Eravamo quasi coetanei, io ho due anni in più rispetto a quelli che aveva Diego. Quando vivi certe emozioni, secondo quelle che sono le tue passioni, e vengono a mancare poi quei personaggi che ti hanno fatto amare in maniera assoluta viverle, è brutto, anche per sé stessi perché senti che se ne va qualcosa. Maradona ha rappresentato tutto quello che un bambino sognava di poter vedere quando andava allo stadio. Ha rappresentato tantissimo la passione per quello che è lo sport più seguito e più amato d’Italia. Chi l’ha visto solo attraverso le immagini ha raccolto un’immagine di lui credo raccontata posteriormente. Chi ha vissuto Maradona nel suo periodo ha capito invece che essere amanti del calcio era qualcosa di straordinario, non perché non c’è oggi un altro Maradona (e forse non ci sarà mai), ma perché fai molta più fatica ad identificartici. Il suo muoversi, proporsi, l’essere un condottiero mai più s’è visto nel calcio.

Da allenatore e calciatore, la caratteristica unica di Maradona era il suo rapporto con la gente e la capacità di muovere gli animi delle persone, qualcosa che non abbiamo più visto in nessun altro sportivo, forse.
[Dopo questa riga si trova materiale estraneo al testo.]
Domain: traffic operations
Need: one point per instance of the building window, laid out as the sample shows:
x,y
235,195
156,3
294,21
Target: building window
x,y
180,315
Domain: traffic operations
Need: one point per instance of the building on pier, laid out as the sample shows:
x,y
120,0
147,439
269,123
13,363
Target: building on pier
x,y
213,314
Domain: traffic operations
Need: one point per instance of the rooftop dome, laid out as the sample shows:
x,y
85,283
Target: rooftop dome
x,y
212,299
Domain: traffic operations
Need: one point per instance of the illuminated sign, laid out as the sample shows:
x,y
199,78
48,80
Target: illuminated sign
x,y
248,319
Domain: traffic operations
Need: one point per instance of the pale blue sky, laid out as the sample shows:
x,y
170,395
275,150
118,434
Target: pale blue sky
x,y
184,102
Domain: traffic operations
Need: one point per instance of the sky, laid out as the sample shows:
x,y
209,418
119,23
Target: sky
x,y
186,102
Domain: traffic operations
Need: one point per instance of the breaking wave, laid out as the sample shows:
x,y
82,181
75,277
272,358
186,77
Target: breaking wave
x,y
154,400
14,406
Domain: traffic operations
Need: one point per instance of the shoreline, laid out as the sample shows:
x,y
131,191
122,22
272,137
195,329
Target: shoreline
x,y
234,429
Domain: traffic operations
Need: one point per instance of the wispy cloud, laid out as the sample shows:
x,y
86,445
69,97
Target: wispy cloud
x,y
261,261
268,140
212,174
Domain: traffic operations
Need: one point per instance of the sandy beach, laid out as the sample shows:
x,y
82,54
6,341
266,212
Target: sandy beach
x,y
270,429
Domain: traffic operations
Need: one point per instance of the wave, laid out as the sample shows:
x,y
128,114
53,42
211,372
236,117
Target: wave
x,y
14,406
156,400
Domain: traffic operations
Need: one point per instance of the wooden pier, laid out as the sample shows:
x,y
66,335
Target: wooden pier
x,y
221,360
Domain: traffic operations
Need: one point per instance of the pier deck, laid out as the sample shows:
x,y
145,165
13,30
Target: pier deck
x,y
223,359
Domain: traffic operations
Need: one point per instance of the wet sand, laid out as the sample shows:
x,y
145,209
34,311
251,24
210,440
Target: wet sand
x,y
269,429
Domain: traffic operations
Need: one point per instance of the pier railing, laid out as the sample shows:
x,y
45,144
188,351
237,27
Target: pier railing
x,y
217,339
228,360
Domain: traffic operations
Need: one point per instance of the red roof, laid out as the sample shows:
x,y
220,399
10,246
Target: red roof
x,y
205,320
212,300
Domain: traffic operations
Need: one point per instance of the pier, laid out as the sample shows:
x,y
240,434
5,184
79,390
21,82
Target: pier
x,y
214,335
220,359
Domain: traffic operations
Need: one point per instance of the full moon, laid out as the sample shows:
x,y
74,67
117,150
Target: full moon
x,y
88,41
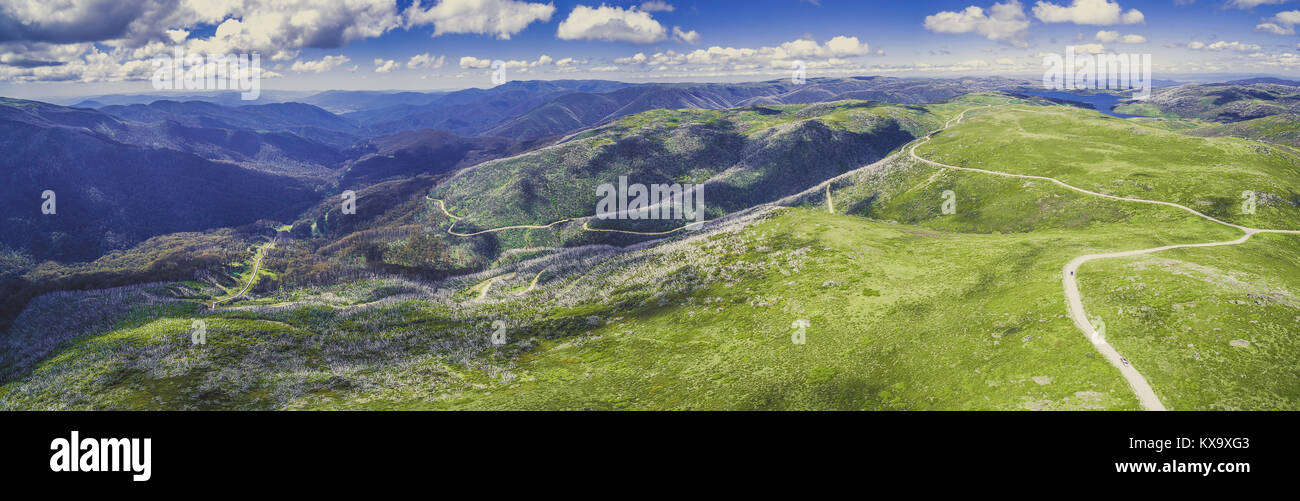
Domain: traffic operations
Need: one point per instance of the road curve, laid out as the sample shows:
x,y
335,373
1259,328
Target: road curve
x,y
1145,394
586,224
252,279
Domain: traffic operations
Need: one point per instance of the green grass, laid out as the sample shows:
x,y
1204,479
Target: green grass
x,y
908,307
1178,312
1127,159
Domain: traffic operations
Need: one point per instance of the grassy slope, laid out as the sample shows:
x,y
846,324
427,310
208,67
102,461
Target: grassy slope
x,y
934,311
1121,158
1178,314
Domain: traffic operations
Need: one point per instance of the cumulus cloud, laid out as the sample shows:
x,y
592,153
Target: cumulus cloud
x,y
832,54
612,24
1251,4
501,18
321,65
425,60
1223,46
1283,24
685,37
385,65
1002,22
1088,12
1090,48
1113,37
469,61
657,5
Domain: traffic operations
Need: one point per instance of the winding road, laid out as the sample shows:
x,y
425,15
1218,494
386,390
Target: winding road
x,y
256,263
586,224
1145,394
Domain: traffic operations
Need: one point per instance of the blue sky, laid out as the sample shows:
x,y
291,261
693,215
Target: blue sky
x,y
85,47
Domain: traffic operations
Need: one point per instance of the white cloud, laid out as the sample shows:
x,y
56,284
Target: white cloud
x,y
469,61
321,65
1251,4
1223,46
425,60
1004,22
731,60
611,24
1113,37
685,37
1088,12
657,5
1283,24
1090,48
501,18
115,40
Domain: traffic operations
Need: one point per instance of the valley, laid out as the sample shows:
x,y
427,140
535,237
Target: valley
x,y
826,215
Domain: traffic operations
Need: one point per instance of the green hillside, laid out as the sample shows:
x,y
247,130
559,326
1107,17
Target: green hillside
x,y
904,307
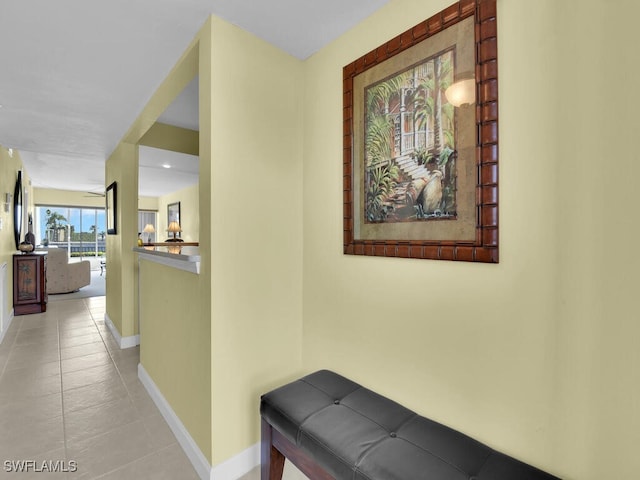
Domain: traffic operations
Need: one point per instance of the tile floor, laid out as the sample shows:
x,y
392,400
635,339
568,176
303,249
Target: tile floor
x,y
70,397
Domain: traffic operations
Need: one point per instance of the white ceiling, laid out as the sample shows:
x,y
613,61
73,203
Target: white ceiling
x,y
75,74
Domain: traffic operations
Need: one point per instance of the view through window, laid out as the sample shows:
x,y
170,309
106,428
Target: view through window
x,y
81,231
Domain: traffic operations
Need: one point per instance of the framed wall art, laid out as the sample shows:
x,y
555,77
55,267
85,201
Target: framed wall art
x,y
111,197
420,165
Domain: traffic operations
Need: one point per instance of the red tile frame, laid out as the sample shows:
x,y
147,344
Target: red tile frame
x,y
485,246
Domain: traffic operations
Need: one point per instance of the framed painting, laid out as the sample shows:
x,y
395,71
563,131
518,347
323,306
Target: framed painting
x,y
173,213
111,196
420,164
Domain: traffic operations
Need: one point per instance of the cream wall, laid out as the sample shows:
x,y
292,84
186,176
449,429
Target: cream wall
x,y
9,167
537,355
255,227
189,214
121,301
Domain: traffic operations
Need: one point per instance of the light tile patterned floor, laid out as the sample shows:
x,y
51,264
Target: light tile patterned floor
x,y
69,396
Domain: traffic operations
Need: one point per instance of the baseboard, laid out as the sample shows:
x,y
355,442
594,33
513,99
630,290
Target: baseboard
x,y
195,455
6,328
124,342
237,466
231,469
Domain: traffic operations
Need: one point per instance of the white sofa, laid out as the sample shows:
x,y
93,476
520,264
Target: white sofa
x,y
65,277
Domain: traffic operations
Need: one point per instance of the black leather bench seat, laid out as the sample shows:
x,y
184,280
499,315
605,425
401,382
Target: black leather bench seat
x,y
350,432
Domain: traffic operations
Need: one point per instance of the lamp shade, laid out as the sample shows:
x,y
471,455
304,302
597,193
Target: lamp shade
x,y
174,227
461,92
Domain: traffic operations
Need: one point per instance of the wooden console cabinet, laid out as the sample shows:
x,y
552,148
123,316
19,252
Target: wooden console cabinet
x,y
29,284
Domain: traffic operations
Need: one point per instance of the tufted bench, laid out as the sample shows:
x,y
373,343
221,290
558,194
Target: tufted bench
x,y
332,428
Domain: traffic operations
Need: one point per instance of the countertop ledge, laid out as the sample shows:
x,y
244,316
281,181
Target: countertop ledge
x,y
188,257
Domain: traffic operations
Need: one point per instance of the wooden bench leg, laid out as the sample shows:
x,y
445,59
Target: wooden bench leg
x,y
271,460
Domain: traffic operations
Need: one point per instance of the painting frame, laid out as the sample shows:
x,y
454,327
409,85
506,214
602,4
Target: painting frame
x,y
111,199
479,242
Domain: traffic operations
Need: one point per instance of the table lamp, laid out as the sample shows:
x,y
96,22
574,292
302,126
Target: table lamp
x,y
174,228
148,228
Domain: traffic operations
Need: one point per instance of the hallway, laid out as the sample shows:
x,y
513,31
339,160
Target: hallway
x,y
71,401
Prima sentivo per televisione una considerazione con cui concordo in pieno: negli ultimi due secoli l’unico personaggio sportivo vicino a lui, riuscito ad essere un’icona oltre alle cose straordinarie che riusciva a fare nel proprio sport, è stato Cassius Clay. Sono stati due uomini che hanno combattuto in campo contro gli avversari, ma i loro più grandi avversari sono stati paradossalmente per loro altre cose: per Maradona le sue dipendenze, per Cassius Clay la sua malattia dopo la fine dell’attività. Però sono stati dei combattenti, si sono schierati quando potevano tranquillamente non farlo perché toccati da un dono divino, e potevano utilizzarlo anche a livello d’immagine. Invece sono stati straordinariamente contro, vicini agli ultimi, vicini alle persone. Oggi è un qualcosa di anacronistico combattere il potere del calcio come fece Maradona. La farsa dei mondiali del ‘94, quando lo supplicarono di andarci e poi lo uccisero con quell’anti-doping, rimane sotto gli occhi di tutti. Maradona ha avuto questa grandissima personalità nell’opporsi, e chi sta nel calcio sa quant’è difficile opporsi e quanto paghi questa tua opposizione. Maradona è stato un grande non solo in campo, ha combattuto da solo delle battaglie che hanno creato delle discussioni e hanno aperto gli occhi, anche se lui inevitabilmente poi è stato tritato da questa sua maniera di vivere.